METHODS AND RESULTS:
In the present study, we identified that SB365 was a potent inhibitor of autophagic flux in several cancer cell lines. SB365 induced a robust accumulation of autophagosomes as evidenced by monodansylaervarine (MDC) staining and increased protein levels of LC3-II. However, SB365 caused the accumulation of p62, a substrate that should be degraded through the autophagy-lysosomal pathway. These results indicated that SB365 was an inducer of autophagosome formation, but an inhibitor of autophagic flux. Interestingly, we found that SB365 synergistically enhanced the anticancer activity of chemotherapeutic agents against cervical cancer HeLa cells. Furthermore, our study demonstrated that SB365 increased the phosphorylation of ERK and inhibited the phosphorylation of mTOR and p70S6K, suggesting that their roles in the effects of SB365 on autophagy.
CONCLUSIONS:
These results suggest that SB365 could be a promising adjuvant anticancer agent.

Carcinogenesis. 2013 Sep;34(9):2156-69.

SB365, Pulsatilla saponin D, targets c-Met and exerts antiangiogenic and antitumor activities.[Pubmed: 23671132 ]

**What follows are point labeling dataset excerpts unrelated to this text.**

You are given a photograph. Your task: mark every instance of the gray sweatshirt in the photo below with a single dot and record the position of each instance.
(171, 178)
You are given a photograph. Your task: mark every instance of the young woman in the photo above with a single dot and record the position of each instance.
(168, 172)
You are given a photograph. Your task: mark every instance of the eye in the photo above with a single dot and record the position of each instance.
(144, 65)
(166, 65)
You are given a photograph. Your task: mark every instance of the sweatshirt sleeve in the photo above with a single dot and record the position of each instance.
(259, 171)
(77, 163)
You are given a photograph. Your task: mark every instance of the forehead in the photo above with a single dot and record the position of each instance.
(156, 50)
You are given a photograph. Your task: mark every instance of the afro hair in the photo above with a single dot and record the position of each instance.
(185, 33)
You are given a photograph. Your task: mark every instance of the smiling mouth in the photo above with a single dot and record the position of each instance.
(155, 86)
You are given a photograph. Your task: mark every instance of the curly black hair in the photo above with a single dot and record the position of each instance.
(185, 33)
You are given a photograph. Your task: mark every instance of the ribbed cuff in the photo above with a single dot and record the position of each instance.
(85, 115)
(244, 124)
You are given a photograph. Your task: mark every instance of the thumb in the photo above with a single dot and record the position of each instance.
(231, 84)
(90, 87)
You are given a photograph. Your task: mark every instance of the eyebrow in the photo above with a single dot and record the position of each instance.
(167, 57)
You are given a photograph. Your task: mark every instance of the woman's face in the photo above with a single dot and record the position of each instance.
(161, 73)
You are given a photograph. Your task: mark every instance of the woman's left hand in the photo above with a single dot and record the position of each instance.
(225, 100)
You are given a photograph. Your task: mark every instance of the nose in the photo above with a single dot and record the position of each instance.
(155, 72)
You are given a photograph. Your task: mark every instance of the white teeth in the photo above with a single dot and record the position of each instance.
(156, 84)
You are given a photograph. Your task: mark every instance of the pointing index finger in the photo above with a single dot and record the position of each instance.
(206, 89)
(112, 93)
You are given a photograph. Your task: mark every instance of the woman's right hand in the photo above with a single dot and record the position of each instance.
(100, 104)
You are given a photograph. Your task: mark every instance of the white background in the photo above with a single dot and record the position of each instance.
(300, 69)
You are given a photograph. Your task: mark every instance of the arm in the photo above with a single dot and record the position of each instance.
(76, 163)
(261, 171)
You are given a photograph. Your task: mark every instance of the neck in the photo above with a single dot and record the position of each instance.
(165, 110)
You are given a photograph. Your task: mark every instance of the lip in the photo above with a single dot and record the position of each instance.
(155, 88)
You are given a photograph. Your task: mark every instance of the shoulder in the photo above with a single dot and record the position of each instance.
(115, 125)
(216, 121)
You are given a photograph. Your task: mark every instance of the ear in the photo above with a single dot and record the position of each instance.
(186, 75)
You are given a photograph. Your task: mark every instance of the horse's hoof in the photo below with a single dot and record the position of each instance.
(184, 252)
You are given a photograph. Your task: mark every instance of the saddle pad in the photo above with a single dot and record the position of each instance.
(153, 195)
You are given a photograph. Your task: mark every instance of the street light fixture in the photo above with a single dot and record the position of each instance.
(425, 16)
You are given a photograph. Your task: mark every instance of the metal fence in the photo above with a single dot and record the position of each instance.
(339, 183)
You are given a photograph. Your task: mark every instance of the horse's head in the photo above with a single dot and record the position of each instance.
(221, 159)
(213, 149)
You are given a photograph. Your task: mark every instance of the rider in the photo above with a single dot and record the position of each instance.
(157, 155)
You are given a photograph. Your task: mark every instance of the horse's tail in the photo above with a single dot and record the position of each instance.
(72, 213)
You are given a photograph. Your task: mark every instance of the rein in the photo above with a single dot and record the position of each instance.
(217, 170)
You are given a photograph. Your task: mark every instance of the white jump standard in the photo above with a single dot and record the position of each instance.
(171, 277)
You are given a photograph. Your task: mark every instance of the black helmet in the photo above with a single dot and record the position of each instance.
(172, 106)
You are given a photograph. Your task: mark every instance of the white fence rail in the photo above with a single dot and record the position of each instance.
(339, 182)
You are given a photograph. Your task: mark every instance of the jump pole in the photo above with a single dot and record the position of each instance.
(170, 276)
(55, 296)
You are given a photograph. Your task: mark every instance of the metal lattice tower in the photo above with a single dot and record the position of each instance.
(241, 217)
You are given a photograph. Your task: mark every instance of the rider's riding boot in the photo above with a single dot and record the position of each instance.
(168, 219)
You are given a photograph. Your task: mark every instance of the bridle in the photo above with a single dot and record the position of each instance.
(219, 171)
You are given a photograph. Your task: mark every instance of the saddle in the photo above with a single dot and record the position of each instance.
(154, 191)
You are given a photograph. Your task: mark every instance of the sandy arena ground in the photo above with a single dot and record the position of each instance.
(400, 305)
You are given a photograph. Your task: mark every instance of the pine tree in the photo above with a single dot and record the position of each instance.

SB365, Pulsatillasaponin D isolated from the root of Pulsatilla koreana, has exhibited potential beneficial effects as a chemopreventive agent for critical health conditions including cancer. However, the molecular mechanisms underlying the activity of SB365 remain unknown.
METHODS AND RESULTS:
Here, we examined anticancer efficacy of SB365 against gastric cancer and its mechanism of action. SB365 effectively inhibited the growth of gastric cancer cells. Its apoptotic effect was accompanied by increased evidence of cleaved caspase-3 and poly(ADP ribose) polymerase. To elucidate the anticancer mechanism of SB365, we used an array of 42 different receptor tyrosine kinases (RTKs). Of the 42 different phospho-RTKs, SB365 strongly inhibited expression of activated c-mesenchymal-epithelial transition factor (c-Met) in gastric cancer cells. Also, the activation of the c-Met signal cascade components, including Akt and mammalian target of rapamycin, was inhibited by SB365 in a dose-dependent manner. In angiogenesis studies, SB365 inhibited tube formation in hepatocyte growth factor (HGF)-induced human umbilical vein endothelial cells and suppressed microvessel sprouting from the rat aortic ring, ex vivo, and blood vessel formation in the Matrigel plug assay in mice. In xenograft animal models, SB365 significantly delayed tumor growth in a dose-dependent manner. In tumor tissue, SB365 suppressed c-Met signaling, proliferation and angiogenesis and induced apoptosis.
CONCLUSIONS:
These findings suggest that SB365 docks at an allosteric site on c-Met and thereby targets c-Met signaling pathway, cell growth/angiogenesis inhibition and apoptosis induction. Therefore, SB365 may be a novel drug candidate for the treatment of gastric cancer.